What You Need To Know

  • Bow season opens September 18

  • Rising meat prices draw hunters into the woods

  • Some deer processors may have gone out of business since last year

“You got the guys who know the gig, who start getting their equipment ready already in spring,” said Marc Drewek, Reel Shot's store manager. “Of course there’s always the procrastinators but we’re more than willing to accommodate that if we can.”

Rising meat prices are getting some new hunters in the field this year. 

“With the rising price of beef and availability, it’s an inexpensive way to go out and fill your freezer,” said Drewek. “There’s a lot of new hunters. There’s a lot of young hunters and a lot of women hunters.”

A sometimes contentious topic among bowhunters, crossbows are a popular choice for beginners. 

“It’s a little bit more simplistic. You can get it sighted in within a few shots, go out and be ready to hunt,” said Drewek. 

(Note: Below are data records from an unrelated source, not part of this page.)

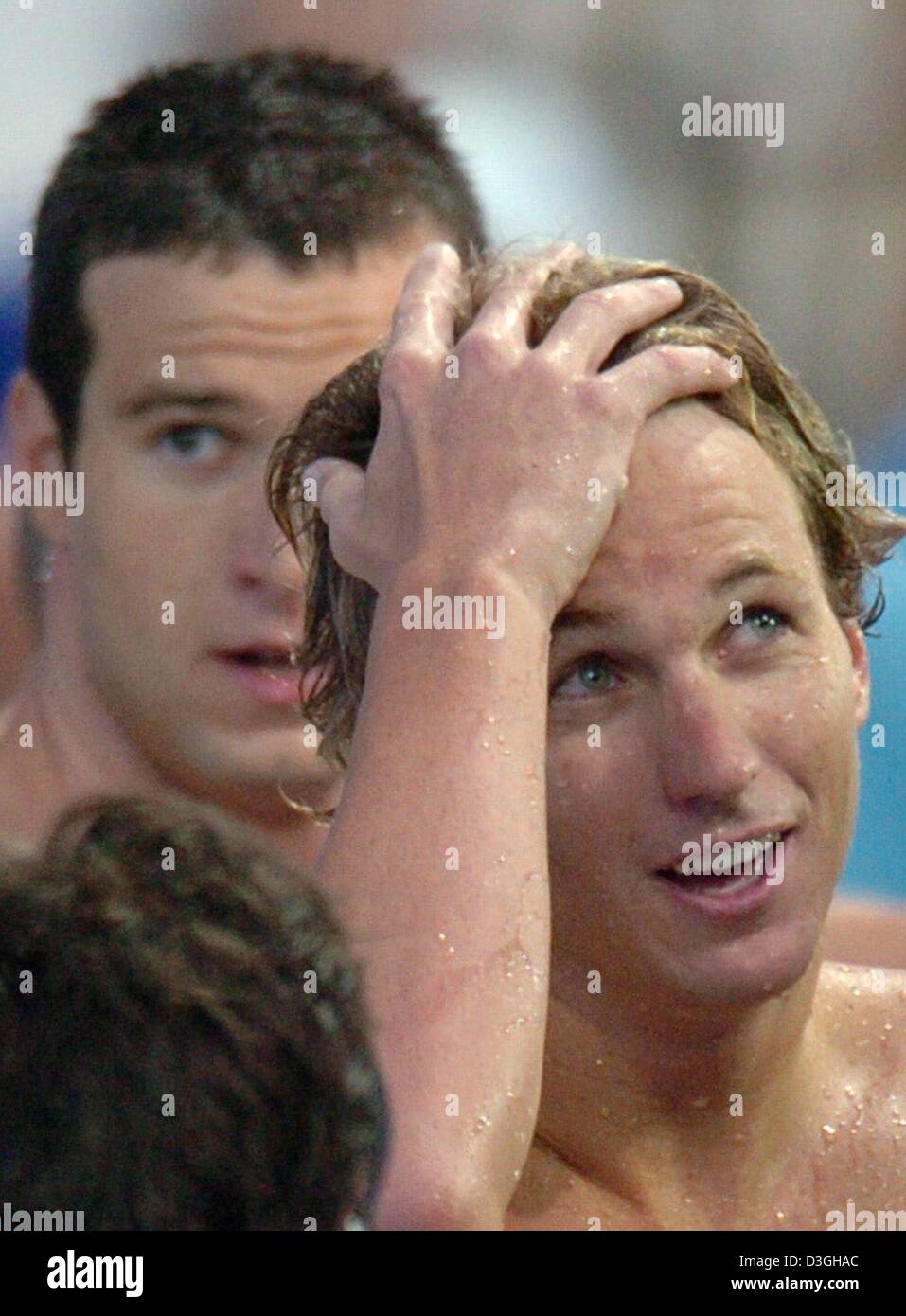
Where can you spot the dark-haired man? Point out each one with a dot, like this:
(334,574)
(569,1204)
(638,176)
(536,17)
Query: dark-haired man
(222,1076)
(216,243)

Traditional rigs require a bit more practice but nothing can really prepare you for the real thing. 

“Shooting your equipment is one thing but having the deer walk by you, I call it the hair and the horn syndrome,” said Drewek. “It changes things a little bit, how people react to that.”

For most hunters, the real work starts after the arrow hits home. 

Haen Meat Packing in Kaukauna processes deer. They’ve added more staff after another large processor in the area closed down. 

 “That’s going to put an influx of 800 to 1,000 deer into the Fox Valley that need to be processed somewhere,” said Phil Schmidt, owner of Haen Meat Packing and The Meat Block. 

Schmidt added a cold storage trailer for hunters to deer off after closing hours. 

“This will be refrigerated down under 40 degrees," said Schmidt. “If it’s hot out, especially early bow season, the guys like that. You get that deer at night and you’re like, 'What do I do with it now?' You can get it in here late. You can get it cooled down. Take care of that harvest.”

Haen hopes to accommodate all hunters this year but Drewek suggested it’s not a bad idea for hunters to check in with their butcher ahead of time. 

“You should really figure that out by now, that you’ve got a place to take it because it is becoming increasingly difficult to find places,” said Drewek. 

Drewek also suggested early season bow hunters bring some protection against mosquitoes.